- The White House announced on Nov. 29 a national system to measure, monitor and share information related to greenhouse gas emissions, aimed at accelerating efforts to reduce the country’s carbon footprint and helping it reach its net-zero goal by 2050.
- The National Strategy to Advance an Integrated U.S. Greenhouse Gas Measurement, Monitoring, and Information System will be an interagency effort based on a set of national objectives to help integrate efforts by federal government agencies and non-federal entities, including city, state and tribal governments, NGOs and the private sector.
- The strategy includes improving activity-based and atmospheric-based emissions quantification and estimates; making data on greenhouse gas emissions more accessible and interoperable; and supporting the development of science-based standards to ensure consistent and accurate emissions measurements.
The national framework arrived a day before the COP28 climate summit, which President Joe Biden will not be attending — a decision that has been met with criticism, given that climate change is a cornerstone of the president’s policy agenda and his approaching reelection bid.
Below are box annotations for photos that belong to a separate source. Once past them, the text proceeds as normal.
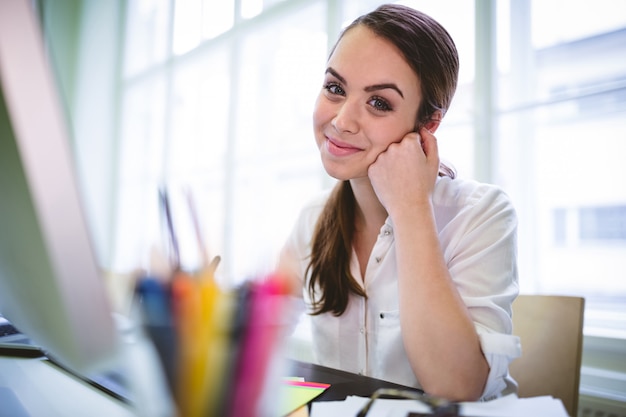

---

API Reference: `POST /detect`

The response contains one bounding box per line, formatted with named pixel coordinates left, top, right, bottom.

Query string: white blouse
left=284, top=177, right=521, bottom=399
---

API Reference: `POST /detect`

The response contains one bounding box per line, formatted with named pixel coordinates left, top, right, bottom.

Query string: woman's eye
left=370, top=97, right=391, bottom=111
left=324, top=83, right=345, bottom=96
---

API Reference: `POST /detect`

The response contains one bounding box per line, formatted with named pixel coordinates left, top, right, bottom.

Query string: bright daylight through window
left=113, top=0, right=626, bottom=338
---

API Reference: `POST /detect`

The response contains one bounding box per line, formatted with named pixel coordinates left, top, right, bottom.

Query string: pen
left=136, top=276, right=177, bottom=389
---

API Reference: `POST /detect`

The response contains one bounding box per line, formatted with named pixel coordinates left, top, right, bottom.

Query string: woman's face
left=313, top=26, right=421, bottom=180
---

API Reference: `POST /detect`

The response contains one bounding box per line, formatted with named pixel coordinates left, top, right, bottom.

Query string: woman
left=280, top=5, right=519, bottom=400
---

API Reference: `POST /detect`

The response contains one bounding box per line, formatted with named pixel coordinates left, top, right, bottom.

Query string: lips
left=326, top=136, right=362, bottom=156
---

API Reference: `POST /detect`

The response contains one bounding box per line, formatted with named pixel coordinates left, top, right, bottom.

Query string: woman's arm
left=370, top=129, right=489, bottom=400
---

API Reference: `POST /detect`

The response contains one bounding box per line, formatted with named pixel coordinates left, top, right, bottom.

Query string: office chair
left=509, top=295, right=585, bottom=417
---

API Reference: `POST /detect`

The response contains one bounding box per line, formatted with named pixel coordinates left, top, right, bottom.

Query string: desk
left=289, top=360, right=421, bottom=401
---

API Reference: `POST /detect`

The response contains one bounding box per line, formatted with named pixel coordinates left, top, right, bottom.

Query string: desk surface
left=290, top=360, right=421, bottom=401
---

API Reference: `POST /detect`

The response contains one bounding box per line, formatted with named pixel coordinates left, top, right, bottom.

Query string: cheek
left=313, top=93, right=333, bottom=129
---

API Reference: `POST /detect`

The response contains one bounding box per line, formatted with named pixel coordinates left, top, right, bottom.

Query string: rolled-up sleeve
left=435, top=177, right=521, bottom=399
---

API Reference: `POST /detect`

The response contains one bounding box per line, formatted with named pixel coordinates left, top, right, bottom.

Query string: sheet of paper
left=278, top=379, right=330, bottom=416
left=311, top=395, right=568, bottom=417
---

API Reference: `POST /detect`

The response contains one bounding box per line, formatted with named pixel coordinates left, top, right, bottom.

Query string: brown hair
left=307, top=4, right=459, bottom=316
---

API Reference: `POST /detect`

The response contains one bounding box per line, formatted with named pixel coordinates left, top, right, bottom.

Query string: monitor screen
left=0, top=0, right=117, bottom=373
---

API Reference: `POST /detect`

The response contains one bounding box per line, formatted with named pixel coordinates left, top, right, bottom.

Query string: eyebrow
left=326, top=67, right=404, bottom=98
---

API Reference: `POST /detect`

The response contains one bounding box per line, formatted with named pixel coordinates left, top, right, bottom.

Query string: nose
left=331, top=100, right=359, bottom=133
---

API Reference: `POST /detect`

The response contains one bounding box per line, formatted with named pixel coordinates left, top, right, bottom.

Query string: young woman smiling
left=280, top=5, right=520, bottom=400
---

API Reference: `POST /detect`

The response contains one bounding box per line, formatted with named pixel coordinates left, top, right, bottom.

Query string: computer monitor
left=0, top=0, right=117, bottom=373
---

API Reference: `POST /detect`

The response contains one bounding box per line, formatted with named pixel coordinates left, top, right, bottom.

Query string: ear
left=424, top=110, right=443, bottom=133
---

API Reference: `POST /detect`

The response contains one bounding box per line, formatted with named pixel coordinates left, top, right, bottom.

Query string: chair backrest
left=509, top=294, right=585, bottom=417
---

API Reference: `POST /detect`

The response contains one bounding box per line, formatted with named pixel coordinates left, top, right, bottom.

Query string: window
left=116, top=0, right=626, bottom=338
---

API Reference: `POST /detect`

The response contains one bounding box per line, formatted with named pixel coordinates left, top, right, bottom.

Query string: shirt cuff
left=478, top=330, right=522, bottom=400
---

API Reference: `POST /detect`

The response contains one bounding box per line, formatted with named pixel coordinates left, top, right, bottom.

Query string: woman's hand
left=368, top=128, right=439, bottom=218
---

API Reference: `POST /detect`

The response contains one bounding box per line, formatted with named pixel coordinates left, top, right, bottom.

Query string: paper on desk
left=311, top=394, right=568, bottom=417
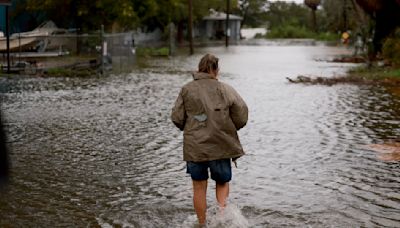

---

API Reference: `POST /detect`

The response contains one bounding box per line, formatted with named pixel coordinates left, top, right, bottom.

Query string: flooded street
left=0, top=43, right=400, bottom=227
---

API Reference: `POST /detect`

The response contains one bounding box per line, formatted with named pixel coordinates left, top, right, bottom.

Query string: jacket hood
left=192, top=72, right=216, bottom=80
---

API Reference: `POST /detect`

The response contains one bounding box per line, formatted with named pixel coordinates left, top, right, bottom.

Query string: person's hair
left=199, top=54, right=218, bottom=73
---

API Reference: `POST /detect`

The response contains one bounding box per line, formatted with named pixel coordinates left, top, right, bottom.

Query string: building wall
left=203, top=20, right=240, bottom=40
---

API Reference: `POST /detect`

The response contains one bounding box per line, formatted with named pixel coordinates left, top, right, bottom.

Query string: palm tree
left=304, top=0, right=321, bottom=31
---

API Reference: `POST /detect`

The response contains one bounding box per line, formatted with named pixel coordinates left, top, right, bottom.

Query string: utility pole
left=6, top=5, right=10, bottom=74
left=189, top=0, right=194, bottom=55
left=343, top=0, right=347, bottom=32
left=225, top=0, right=231, bottom=47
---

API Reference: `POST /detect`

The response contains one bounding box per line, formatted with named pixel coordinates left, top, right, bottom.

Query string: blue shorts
left=186, top=158, right=232, bottom=183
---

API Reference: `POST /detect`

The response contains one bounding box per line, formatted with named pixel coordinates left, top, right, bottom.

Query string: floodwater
left=0, top=43, right=400, bottom=227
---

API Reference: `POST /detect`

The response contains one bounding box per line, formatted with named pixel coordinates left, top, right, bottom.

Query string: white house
left=198, top=10, right=243, bottom=40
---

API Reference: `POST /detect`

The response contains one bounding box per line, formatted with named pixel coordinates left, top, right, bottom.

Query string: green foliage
left=382, top=28, right=400, bottom=66
left=348, top=66, right=400, bottom=80
left=18, top=0, right=237, bottom=31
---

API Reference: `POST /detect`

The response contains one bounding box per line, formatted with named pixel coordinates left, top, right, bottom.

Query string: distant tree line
left=12, top=0, right=237, bottom=31
left=7, top=0, right=400, bottom=54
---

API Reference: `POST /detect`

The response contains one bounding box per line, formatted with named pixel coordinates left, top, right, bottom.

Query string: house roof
left=203, top=11, right=243, bottom=21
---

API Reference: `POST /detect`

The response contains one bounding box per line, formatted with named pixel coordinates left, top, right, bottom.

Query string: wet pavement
left=0, top=43, right=400, bottom=227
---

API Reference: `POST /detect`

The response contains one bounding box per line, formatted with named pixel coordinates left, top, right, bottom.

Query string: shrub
left=382, top=28, right=400, bottom=66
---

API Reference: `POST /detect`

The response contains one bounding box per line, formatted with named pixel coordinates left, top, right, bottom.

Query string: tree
left=304, top=0, right=321, bottom=31
left=356, top=0, right=400, bottom=54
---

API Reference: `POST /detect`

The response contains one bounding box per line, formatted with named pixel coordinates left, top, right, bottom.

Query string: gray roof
left=203, top=11, right=243, bottom=21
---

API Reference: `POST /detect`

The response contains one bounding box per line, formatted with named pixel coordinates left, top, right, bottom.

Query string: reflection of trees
left=352, top=87, right=400, bottom=141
The White House announced Nov. 29 that Vice President Kamala Harris would attend the summit instead.
The national greenhouse emissions strategy will be spearheaded by the Department of Energy, the Environmental Protection Agency, the National Aeronautics and Space Administration and the National Science Foundation, among other departments and agencies.
The goal of the framework is to enhance coordination and efficiency, and allow for more comprehensive and timely data collection to support climate action by combining existing measurement, monitoring and data capabilities, currently scattered across these entities, into a streamlined resource.
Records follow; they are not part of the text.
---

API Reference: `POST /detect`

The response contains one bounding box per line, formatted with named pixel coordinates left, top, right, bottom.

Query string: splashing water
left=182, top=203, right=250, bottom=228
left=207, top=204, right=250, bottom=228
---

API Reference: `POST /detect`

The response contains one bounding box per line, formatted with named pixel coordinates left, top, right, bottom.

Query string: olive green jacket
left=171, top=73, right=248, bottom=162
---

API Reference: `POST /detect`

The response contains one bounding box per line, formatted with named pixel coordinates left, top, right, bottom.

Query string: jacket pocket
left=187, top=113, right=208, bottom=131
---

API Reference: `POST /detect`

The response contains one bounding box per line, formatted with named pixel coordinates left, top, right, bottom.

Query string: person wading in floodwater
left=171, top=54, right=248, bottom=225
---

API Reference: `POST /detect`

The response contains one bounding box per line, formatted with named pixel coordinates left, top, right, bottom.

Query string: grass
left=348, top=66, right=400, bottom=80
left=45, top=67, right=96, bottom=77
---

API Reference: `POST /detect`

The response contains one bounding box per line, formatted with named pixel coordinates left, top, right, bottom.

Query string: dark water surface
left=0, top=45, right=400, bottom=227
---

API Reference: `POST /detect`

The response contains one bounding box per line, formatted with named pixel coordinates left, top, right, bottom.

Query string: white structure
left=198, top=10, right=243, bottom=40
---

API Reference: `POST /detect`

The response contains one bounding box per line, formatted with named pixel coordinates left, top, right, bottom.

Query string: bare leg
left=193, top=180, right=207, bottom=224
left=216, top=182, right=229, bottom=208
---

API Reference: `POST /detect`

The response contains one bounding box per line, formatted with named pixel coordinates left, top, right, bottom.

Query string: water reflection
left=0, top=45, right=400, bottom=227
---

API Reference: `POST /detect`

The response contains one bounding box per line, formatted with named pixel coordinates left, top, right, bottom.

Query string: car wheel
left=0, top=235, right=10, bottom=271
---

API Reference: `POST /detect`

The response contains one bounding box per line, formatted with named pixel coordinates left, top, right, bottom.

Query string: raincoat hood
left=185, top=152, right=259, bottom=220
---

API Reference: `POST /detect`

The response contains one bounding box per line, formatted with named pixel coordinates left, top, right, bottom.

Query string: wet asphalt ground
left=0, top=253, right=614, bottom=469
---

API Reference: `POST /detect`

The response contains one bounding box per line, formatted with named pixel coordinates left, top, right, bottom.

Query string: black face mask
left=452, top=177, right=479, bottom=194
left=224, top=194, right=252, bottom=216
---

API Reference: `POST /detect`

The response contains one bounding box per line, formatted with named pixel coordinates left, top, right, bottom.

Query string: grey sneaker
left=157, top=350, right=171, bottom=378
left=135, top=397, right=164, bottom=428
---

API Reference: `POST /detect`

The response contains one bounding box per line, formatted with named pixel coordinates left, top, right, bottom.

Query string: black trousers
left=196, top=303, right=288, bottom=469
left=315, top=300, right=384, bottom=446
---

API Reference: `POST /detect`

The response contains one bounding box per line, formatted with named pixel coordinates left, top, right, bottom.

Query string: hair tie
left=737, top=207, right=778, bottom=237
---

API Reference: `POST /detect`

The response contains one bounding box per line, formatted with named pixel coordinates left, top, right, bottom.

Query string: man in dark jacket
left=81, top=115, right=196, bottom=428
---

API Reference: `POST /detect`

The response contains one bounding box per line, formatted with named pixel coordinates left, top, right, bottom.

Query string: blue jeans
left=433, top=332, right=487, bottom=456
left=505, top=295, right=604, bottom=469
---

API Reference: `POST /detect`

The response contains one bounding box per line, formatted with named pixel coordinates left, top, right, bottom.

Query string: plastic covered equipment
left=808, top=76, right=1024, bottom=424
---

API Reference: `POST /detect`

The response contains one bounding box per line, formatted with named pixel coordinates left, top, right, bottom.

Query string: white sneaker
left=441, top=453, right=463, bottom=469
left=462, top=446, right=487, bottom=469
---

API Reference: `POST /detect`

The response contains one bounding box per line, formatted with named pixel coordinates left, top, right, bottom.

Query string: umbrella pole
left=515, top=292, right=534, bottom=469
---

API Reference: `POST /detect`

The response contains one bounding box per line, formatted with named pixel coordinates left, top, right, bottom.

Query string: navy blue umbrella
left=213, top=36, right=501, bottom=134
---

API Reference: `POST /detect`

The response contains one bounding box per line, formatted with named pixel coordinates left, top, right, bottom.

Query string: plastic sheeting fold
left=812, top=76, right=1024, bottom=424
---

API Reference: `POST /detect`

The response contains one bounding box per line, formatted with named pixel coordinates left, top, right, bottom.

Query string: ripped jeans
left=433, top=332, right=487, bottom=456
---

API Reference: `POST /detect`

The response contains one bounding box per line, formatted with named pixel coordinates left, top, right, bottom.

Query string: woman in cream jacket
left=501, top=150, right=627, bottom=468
“By better coordinating our Federal efforts and by working effectively with non-Federal partners, this Strategy will support the effective use of Federal resources, reduce duplication, and provide information to address one of the greatest fiscal risks we face today — the climate crisis,” Nani Coloretti, deputy director of the U.S. Office of Management and Budget, said in a press release.
The strategy will follow a phased approach: The first phase consists of federal agencies identifying and increasing coordination of existing, mature emissions observations, measurement, modeling and analysis that, with targeted efforts, could significantly improve information on greenhouse gas emissions in the future. According to the strategy, these efforts will combine “the collective assets and expertise of the federal government, while making more efficient use of taxpayer funds and effectively leveraging non-U.S. government efforts.”
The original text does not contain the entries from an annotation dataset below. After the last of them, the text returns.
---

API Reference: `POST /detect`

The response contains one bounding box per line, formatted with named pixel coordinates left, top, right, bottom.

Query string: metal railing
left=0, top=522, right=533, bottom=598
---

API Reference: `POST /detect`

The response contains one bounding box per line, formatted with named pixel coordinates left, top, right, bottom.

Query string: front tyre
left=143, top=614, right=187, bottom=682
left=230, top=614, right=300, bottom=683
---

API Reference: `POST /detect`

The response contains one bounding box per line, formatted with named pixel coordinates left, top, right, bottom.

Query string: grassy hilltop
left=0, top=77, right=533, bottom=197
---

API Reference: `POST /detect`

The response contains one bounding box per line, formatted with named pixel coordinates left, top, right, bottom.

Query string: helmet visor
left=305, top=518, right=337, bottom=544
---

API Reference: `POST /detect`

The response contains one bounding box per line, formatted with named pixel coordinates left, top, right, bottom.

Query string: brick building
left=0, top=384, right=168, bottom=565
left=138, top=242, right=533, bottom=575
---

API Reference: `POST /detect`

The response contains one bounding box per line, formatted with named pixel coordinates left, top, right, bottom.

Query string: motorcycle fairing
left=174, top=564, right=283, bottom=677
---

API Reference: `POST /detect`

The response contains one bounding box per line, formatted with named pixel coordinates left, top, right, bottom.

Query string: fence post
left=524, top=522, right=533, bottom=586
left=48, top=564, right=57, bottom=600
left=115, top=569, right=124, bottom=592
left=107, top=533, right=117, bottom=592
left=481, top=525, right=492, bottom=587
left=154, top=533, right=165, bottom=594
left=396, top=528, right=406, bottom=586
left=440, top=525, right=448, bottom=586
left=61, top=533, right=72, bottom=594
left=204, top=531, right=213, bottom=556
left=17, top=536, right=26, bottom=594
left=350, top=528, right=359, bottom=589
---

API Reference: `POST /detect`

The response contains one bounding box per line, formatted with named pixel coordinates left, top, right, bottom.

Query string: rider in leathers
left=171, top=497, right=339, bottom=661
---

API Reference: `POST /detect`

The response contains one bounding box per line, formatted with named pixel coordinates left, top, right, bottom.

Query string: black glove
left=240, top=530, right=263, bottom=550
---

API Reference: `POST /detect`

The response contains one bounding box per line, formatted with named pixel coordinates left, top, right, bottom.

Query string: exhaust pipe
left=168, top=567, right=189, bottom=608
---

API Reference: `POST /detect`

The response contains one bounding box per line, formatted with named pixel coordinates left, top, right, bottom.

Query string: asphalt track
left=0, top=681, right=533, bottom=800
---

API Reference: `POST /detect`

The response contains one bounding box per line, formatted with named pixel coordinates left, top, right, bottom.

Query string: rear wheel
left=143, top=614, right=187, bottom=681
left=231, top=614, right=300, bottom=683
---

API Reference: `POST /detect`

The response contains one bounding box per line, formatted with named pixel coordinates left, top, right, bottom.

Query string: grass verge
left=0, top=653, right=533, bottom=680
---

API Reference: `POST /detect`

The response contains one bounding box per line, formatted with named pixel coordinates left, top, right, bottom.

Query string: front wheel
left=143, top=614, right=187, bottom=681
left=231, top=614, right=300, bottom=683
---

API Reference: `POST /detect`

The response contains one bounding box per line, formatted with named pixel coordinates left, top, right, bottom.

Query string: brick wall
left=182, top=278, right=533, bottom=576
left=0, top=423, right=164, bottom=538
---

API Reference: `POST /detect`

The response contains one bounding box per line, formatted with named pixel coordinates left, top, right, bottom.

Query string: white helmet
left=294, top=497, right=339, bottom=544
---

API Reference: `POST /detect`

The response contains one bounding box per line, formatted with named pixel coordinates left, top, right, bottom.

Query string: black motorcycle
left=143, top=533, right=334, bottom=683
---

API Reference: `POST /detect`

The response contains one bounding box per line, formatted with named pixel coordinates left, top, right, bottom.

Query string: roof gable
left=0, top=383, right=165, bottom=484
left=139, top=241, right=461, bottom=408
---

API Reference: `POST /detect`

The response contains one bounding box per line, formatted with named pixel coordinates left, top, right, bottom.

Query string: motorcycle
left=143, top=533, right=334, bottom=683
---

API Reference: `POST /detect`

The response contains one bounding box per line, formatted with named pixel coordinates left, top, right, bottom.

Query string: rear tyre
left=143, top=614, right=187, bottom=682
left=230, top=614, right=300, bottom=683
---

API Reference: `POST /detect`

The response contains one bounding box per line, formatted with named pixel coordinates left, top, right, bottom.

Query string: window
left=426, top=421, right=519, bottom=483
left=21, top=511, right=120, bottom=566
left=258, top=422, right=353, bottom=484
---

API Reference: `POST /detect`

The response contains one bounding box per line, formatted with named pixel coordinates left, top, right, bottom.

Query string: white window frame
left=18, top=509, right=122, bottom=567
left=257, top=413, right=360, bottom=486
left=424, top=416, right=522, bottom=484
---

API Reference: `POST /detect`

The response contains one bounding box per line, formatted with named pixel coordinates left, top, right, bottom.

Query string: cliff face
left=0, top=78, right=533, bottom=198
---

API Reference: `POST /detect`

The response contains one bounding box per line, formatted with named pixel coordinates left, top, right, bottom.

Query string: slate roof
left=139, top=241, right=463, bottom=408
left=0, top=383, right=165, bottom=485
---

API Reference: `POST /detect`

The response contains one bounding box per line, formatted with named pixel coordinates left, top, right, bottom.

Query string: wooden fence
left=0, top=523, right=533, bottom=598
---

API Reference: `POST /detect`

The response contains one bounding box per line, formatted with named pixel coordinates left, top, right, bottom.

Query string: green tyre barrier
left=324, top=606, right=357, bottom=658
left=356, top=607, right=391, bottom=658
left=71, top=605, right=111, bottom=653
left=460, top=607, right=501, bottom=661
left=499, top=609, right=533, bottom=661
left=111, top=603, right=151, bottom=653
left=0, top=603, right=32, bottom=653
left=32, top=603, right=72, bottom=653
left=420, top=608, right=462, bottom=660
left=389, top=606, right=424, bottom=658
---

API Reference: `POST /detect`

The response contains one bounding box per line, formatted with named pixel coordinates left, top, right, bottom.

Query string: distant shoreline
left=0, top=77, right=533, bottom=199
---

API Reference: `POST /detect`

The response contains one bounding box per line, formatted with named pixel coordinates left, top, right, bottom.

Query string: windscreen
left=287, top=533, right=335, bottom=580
The second phase of the strategy seeks to build on objectives laid out in the first. This would ideally include a robust greenhouse gas accounting system that addresses data needs in a more comprehensive manner, allowing for a more fleshed out national coordination structure. Such coordination, according to the strategy outline, will lead toward interoperability between U.S. and global observing systems.
The strategy comes shortly after the publication of the Fifth National Climate Assessment, a comprehensive analysis of the state of climate change in the U.S., compiled by federal agencies and due every five years. The assessment warned that global warming is not decreasing fast enough in the U.S., despite declines in emissions from their peak in 2007 and energy-efficient innovations to move to zero- and low-carbon electricity and fuels. It also found current emissions reductions are not sufficient to meet national and international climate commitment goals.